PhD defence Tianjian Qin
Tianjian Qin (TRÊS)
Promotor: Prof. R.S. Etienne; copromotores: Dr L.M. Lima Valente, Dr K.J. van Benthem
Diversification models and neural inference
This thesis investigates the drivers of species diversification, and to what extent deep learning methods can recover different drivers from extant phylogenies. In particular, I focus on the effects of ecological limits (constraints to the numbers of species that can coexist) and evolutionary relatedness on speciation and extinction rates. First, I introduce a birth--death model, eve, in which speciation rates depend on both species richness and evolutionary relatedness (ER) measured at different phylogenetic scales.
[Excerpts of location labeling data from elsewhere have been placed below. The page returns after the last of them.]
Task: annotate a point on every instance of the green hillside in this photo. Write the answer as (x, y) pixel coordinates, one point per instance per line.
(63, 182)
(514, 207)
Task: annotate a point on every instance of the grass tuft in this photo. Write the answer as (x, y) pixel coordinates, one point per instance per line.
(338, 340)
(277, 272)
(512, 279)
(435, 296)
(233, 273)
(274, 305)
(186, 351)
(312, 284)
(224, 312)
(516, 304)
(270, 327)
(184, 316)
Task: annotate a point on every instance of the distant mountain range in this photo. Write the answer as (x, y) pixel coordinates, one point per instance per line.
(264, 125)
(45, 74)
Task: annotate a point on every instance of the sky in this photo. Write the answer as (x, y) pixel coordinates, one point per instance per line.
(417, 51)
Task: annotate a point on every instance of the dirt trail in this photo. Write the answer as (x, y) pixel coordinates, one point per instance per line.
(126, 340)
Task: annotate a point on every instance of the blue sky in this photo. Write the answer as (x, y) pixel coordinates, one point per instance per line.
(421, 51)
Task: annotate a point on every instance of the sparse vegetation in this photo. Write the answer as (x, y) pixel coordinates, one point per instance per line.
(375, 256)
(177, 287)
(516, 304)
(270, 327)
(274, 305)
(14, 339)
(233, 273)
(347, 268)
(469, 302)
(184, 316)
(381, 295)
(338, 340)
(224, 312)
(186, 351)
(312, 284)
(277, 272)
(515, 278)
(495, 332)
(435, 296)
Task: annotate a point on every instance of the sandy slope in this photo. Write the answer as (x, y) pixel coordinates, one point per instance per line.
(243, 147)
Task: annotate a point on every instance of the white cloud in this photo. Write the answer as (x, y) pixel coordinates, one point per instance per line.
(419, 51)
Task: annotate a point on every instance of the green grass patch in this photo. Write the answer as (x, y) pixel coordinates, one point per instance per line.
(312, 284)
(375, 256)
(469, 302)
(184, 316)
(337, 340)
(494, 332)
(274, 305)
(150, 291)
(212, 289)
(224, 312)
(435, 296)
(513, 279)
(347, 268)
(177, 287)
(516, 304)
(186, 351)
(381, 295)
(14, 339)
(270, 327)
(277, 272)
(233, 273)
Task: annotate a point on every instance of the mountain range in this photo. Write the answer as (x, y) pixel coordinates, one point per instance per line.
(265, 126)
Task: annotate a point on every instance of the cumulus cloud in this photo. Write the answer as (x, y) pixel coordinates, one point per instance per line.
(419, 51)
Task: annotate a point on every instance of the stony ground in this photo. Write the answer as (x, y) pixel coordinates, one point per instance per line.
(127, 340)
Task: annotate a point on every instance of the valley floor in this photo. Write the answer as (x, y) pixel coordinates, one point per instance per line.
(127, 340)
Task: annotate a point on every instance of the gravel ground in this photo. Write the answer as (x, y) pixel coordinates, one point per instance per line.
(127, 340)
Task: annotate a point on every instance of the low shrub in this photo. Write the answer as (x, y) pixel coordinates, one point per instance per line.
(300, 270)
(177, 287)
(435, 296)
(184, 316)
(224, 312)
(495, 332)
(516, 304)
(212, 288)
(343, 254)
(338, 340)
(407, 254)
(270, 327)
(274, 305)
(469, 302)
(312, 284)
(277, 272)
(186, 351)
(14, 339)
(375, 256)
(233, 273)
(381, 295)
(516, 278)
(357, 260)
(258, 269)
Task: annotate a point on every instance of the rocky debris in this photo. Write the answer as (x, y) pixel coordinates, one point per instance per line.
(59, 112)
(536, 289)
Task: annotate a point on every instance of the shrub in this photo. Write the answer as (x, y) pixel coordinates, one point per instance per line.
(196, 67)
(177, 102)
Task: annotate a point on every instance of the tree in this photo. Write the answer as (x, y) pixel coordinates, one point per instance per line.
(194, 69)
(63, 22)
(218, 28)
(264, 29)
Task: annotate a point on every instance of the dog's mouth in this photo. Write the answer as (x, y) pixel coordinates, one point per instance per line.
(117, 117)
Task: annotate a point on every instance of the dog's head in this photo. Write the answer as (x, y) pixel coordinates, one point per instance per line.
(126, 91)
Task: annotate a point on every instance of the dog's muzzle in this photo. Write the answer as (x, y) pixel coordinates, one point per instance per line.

I show that tree shape and the distribution of speciation rates across lineages depend strongly on the scale at which ER acts, and that negative species richness dependence can partly mask the influence of ER on standard tree statistics. The model generates a wide range of empirically realistic, often imbalanced, phylogenies.
Second, I develop an ensemble neural-network framework for parameter estimation in diversification models. Combining dense, graph and recurrent neural networks trained on tree topologies, branching times and summary statistics, the method yields estimates faster than maximum-likelihood approaches and is less sensitive to tree size for constant-rate and diversity-dependent models. However, both likelihood-based and neural network estimators struggle under protracted speciation, highlighting limits imposed by the information content of trees.
Third, I use the eve model---which couples ecological limits with ER effects on speciation and extinction---as a testbed to map when neural networks can and cannot infer diversification mechanisms from phylogenies. In many cases the neural networks struggle to tell the three scenarios apart, and when the trees carry little information the estimated parameters tend to drift back toward average values. Strong global richness dependence further erodes recoverability, whereas sufficiently strong ER effects can create narrow regions of practical identifiability. Together, these results delineate the prospects and limits of using flexible diversification models and deep learning to unravel evolutionary dynamics from extant phylogenies.